IFA was conducted to localize FlaB as previously described (Li et al., 2010b). Briefly, 1.5 ml cultures of wild-type B31A3, csrA_Bb⁻ and csrA_Bb⁺ +IPTG were harvested, washed twice with PBS buffer (phosphate-buffered saline, pH 7.5), and then treated with methanol at −20°C for 1 hour. The collected cells were then treated with lysozyme (1 mg/ml) in GTE buffer (50 mM glucose, 25 mM Tris, and 1 mM EDTA, pH 7.5) for 1 hour at room temperature. Cells were then placed on poly-L-lysine-coated cover slips, and allowed to fully air dry. The obtained cover slips were first incubated in a blocking solution (2% BSA in PBS, pH 7.5) for 1 hour, followed by incubation in the blocking solution containing 1:500 diluted FlaB antibody for 1 hour at room temperature. Finally, the cover slips were washed five times with PBS, incubated with the secondary goat anti-mouse Texas red antibody (Invitrogen) for 1 hour at room temperature, washed with PBS, and mounted in 40% glycerol for image processing as described previously (Li et al., 2010b).

For the dark-field microscopy analysis, 100 µl of stationary phase (∼10⁸ cells/ml) wild type B31A3 and csrA_Bb⁻ mutant cultures were harvested, washed twice with PBS buffer, and then resuspended in PBS buffer. Cells were then visualized under dark-field illumination at 100x magnification. Cell images were taken using a Zeiss Axiostar plus microscope and processed using AxioVision software (Zeiss, Germany).

Purification of recombinant CsrA_Bb protein (rCsrA_Bb)

Recombinant CsrA_Bb protein was purified as previously described (Sze and Li, 2010). Briefly, the entire BB0184 gene was PCR amplified using primers P₁/P₂ (Table 1) and ligated to the pET101/D expression vector (Invitrogen). The resulting plasmid was then transformed into BL21 CodonPlus cells (Stratagene). The expression of the recombinant CsrA_Bb was induced using 1 mM IPTG. The recombinant protein (rCsrA_Bb) was purified at 4°C using HisTrap HP columns (GE Healthcare, Piscataway, NJ) as previously described (Yang et al., 2010). The final purified protein was dialyzed in a buffer (20mM Tris-HCl, 100mM KCl, 10mM MgCl₂, and 25% glycerol, pH7.5) at 4°C overnight. The purified rCsrA_Bb was used for either immunization or the electrophoretic mobility shift assay as previously described (Sze and Li, 2010).
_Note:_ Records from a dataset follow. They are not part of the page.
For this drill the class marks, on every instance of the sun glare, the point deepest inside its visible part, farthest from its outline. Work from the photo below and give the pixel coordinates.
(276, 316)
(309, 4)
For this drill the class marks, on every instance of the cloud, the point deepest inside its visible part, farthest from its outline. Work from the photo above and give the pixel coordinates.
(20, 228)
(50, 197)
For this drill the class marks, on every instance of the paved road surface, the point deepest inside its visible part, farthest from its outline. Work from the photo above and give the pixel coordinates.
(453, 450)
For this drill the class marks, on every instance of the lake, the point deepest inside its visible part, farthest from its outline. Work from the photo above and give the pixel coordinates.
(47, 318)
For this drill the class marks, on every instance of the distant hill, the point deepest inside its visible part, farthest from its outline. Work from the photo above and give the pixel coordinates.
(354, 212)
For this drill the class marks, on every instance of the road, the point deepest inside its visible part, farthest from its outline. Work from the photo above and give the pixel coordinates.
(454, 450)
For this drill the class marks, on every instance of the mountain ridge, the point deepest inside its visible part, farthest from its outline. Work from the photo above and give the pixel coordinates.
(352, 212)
Electrophoretic mobility shift assay (EMSA)

RNA probes were commercially synthesized (Integrated DNA Technologies, Coralville, IA) and labeled using Ambion’s BrightStar Psoralen-Biotin Nonisotopic Labeling Kit following the manufacturer’s instruction. EMSA was carried out as previously described with minor modifications (Yang et al., 2010;Dubey et al., 2005;Brencic and Lory, 2009;Baker et al., 2007). Briefly, rCsrA_Bb, biotin-labeled RNA (19fM), 10U RNasin ribonuclease inhibitor (Promega), and 32.5 ng yeast RNA were included in 10 µl of reaction buffer (10 mM Tris-HCl, pH7.5, 100 mM KCl, 10 mM MgCl₂, 10 mM dithiothreitol, and 10% glycerol). The reactions were incubated at 37°C for 30 min to allow the rCsrA_Bb-RNA complex formation. Reactions were separated on 15% native polyacrylamide gels and signals were developed using Ambion’s BrightStar Nonisotopic Detection System following the manufacturer’s instruction.